Corkscrew Willow Tree

Getting To Know The Corkscrew Willow Tree – Salix Matsunda Tortusoa

 

The corkscrew willow tree is one of the cultivars salix matsunda (hankow willow trees), originally from China, named after the revered botanist Sadahisa Matsuda of Japan. Mr. Matsuda is responsible for cataloging the plants of Japan.

This particular willow arrived in the United States in 1923. Designated for USDA zones 4 to 8, it takes about 10 years to grow from sapling to maturity. Tortusoa is the botanical name, also called the dragon-claw willow. The hankow willow can grow to 25 feet in about 4 years.  It is preferable to allow it to grow multiple trunks, for greater fullness and beauty.  If desired it can be trained to a single trunk.  Pruning is required to keep in good form.

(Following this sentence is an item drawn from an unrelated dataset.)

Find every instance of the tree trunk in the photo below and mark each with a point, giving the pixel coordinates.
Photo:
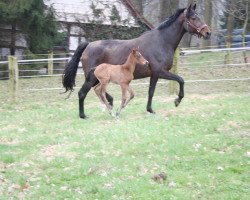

Tortusoa grows to about 30 feet tall by 20 feet wide.  There are cases where it will get as tall as 55 feet, however.  It’s valued for its twisting upright limbs in interesting patterns, and attractive in fall and winter as a silhouette, because of the spiraling appearance. The sticks and twigs are often cut and died in various colors, used as the base for botanical floral arrangements, such as table centerpieces. 

This willow is a deciduous tree, with shallow roots. The fast growth rate makes it useful as a border tree, where it can provide shade, although not deep, because of skeletal nature of the branches and twiggy limbs, even with full leaf growth in summer.

Some refer to the corkscrew willow tree as odd, unhinged and mysterious looking, as if it could just fly away on its own.  The key to success with this unique tree is to get it into the full sun it needs, with ample space to spread its multiple trunks, while also situating it in the most aesthetically pleasing location among the features in your yard.

Most any kind of soil is acceptable.  It can also take partial shade.   It is easy to propagate from a branch or cutting, having an extremely quick growth rate when propagated.  It prefers frequent watering and a moist environment but will tolerate partial drought.

When the tree is young, protect from pests that can kill it before it has a chance to become established.

Problems

The many cultivars’ names are a point of debate for nurseries, and confusion for gardeners

Shallow roots can invade and damage power lines or cement in the sidewalk or driveway.

Brittle branches can break off in wind. This is corrected by pruning to re-form an attractive shape. 

The hankow willow has a short life span.  As it ages, it can succumb to infestations and fungus as well as structural damage.

Leaf beetles, moths, or aphids can invade the corkscrew willow tree, but spraying is not always needed because predator insects will keep them under control.

Fungus, black spots; to control, prune out diseased branches and discard fallen, diseased leaves.

Gardeners have interest in this tree, but are aware that it must be replaced when accumulated damage cannot be survived.